Oregon woman's death following Johnson & Johnson COVID-19 vaccine under investigation, health officials say

CDC to meet to discuss J&J vaccine safety

Harvard Global Health Institute director Dr. Ashish Jha provides insight on ‘Fox News Live.’

The Centers for Disease Control and Prevention (CDC) along with state health authorities are investigating the death of an Oregon woman who had developed a rare, but serious blood clot in combination with low platelets within two weeks of receiving the Johnson & Johnson COVID-19 vaccine.

The woman, whose name was not revealed by the Oregon Health Authority, was in her 50s and had received the jab before the national rollout was paused. The CDC was notified of her death on April 18, and the state learned of it two days later.

The woman’s vaccination was one of more than 87,000 doses of Johnson & Johnson vaccine administered throughout the state.


“Until the investigation is complete, it cannot be concluded whether her death is related to the vaccine,” the Oregon Health Authority said in a news release posted Thursday.

The woman’s case is similar to six others that prompted the FDA and CDC to recommend the pause, but not all of those cases were fatal. Since the pause, which was initiated in part so that others may come forward to report adverse reactions, the CDC has received a “handful” potential cases, Dr. Rochelle Walensky said earlier this week.


Health officials said the case will be among those reviewed by the CDC’s Advisory Committee on Immunization Practices (ACIP), which is set to meet Friday to discuss potential changes or updates in guidance regarding the shot.

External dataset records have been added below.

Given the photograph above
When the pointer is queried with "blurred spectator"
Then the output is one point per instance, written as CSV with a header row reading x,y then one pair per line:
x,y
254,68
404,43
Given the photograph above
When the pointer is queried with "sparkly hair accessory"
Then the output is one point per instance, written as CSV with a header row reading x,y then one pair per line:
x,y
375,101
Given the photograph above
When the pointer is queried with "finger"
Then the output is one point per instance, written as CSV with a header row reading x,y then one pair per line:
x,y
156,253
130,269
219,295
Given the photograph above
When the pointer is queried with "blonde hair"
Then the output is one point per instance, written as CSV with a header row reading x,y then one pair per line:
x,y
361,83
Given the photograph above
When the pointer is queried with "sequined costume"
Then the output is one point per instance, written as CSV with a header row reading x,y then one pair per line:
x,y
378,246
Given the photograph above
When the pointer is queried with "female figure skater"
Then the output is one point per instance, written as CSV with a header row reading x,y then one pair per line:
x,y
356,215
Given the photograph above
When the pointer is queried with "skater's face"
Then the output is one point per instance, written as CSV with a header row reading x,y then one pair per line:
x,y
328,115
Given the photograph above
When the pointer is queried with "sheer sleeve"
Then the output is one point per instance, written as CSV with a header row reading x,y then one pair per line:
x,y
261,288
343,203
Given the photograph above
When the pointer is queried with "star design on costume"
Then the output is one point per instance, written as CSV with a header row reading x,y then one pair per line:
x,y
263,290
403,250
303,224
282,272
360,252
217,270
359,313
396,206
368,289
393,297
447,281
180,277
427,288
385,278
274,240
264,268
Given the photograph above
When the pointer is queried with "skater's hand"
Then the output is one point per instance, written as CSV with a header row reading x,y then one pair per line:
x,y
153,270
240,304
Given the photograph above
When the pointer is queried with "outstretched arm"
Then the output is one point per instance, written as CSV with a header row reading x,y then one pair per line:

The ACIP meeting will be held days after European regulators concluded that while there is a potential link between the one-shot jab and rare blood clots, the benefits of the vaccine continue to outweigh the risks.

“The CDC and OHA will provide updates on any developments as they can be shared during the review and investigation process,” the news release said. “OHA continues to encourage all Oregonians to schedule an appointment to receive a COVID-19 vaccination when appointments become available.”